Thursday, March 17, 2011

Impostor

Year 3, Day 76 - 3/17/11 - Movie #806

BEFORE: It's St. Patrick's Day, so I'm presented with a decision - do I watch an Irish-themed movie, like "Michael Collins", or "Far & Away"? Or do I stick with the birthday-themed plan, which has given structure to an otherwise-formless third Movie Year? I'm going with the latter - Gary Sinise gets Birthday SHOUT-out #20, and I get myself back into science-fiction.

Linking was a bit of a challenge - Jerry Lewis was in "The King of Comedy" with Robert De Niro, who was in "This Boy's Life" with Leonardo DiCaprio, who was in "Catch Me If You Can" with Tom Hanks, who was in "Forrest Gump" with Gary Sinise. If I can link to De Niro, I can get just about anywhere.


THE PLOT: An engineer creates the ultimate weapon in a battle against aliens, only to be suspected as an alien himself.

AFTER: For extra fun, I counted how many of this film's actors have starred in TV procedural dramas - the lead detectives of "CSI:NY", "Law & Order: Criminal Intent" and "Monk" are featured here, and among the soldiers were two more future cast members of "CSI" and "CSI: Miami". Did you spot them?

This film is set in 2050, and based on a story by Philip K. Dick, who wrote similar stories that were turned into movies like "Blade Runner" which I've seen, and "Total Recall", which I haven't. The guy liked to write about clones/replicants, and things like false memories and identities. ("If I'm not me, then who the hell am I?")

These themes pop up in this film as we see Earth under siege from an alien attack, and the humans have erected domes over their cities for protection. So, apparently the way for the aliens to destroy humanity is to send in a "human bomb", a replicant of an important human that is programmed to explode when in the presence of another important person, say, the President.

Sinise plays Spencer Olham, an important scientist who's accused of being such a bomb - at some point, aliens may have replaced him with a replicant/clone bomb that believes itself to be human - so as to pass a lie-detector test, one assumes, or fool any other type of scan. What a coincidence, Olham's the man who's invented a way to prove that humans are humans, so he's both a key target for the aliens, and the only man who can determine the truth about himself.

I'm reading a little between the lines here - the movie doesn't do a great job of explaining its own tech, of course it's extrapolating from the tech we have, which is the job of sci-fi, after all. I liked how some future tech was just taken as a given (detailed 3-D medical scans, locks that are opened by DNA) but a little more explanation of the alien tech as relating to the plot might have been appreciated.

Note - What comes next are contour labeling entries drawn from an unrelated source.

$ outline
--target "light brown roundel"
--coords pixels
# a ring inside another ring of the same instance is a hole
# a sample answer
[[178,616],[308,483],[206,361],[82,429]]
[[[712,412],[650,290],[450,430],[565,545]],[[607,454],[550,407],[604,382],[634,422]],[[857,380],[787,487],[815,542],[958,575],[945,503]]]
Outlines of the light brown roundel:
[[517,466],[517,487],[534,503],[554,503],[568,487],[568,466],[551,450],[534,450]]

Marvel Comics did a year-long story similar to this idea a while back, called "Secret Invasion", and it involved an alien shape-changing race called the Skrulls, and their decade-long plan to take over the Earth by masquerading as key superheroes. They also underwent brainwashing, so the aliens would believe themselves to be those heroes, and thus able to fool psychics, lie-detectors, etc. It was an interesting idea, but ended up being more of a smokescreen for a particular writer to dispose of characters he didn't like, and resurrect some of the deceased ones that he did like (Oh, they weren't dead, just held in an alien prison for the last 5 years. Sure...)

The problem was, if I read Iron Man's comic and care about him and his life, you can't suddenly tell me that he's been an alien for the last 2 years - so why did I waste my time reading a comic about him? In a similar vein, if the main character in your film is an alien sleeper agent, isn't my time spent caring about him wasted effort? (And if he's not the alien agent, then who is?)

Also starring Vincent D'Onofrio (last seen in "The Break-Up"), Tony Shalhoub (last seen in "Honeymoon in Vegas"), Madeleine Stowe (last seen in "The Two Jakes"), Mekhi Pfifer (last seen in "Clockers"), Elizabeth Pena (last seen in "Blue Steel"), with cameos from Lindsay Crouse (last seen in "The Juror"), Rosalind Chao (last seen in "I Am Sam") and Clarence Williams III. And that was Gary Dourdan from "CSI" and Adam Rodriguez from "CSI: Miami" as police troopers.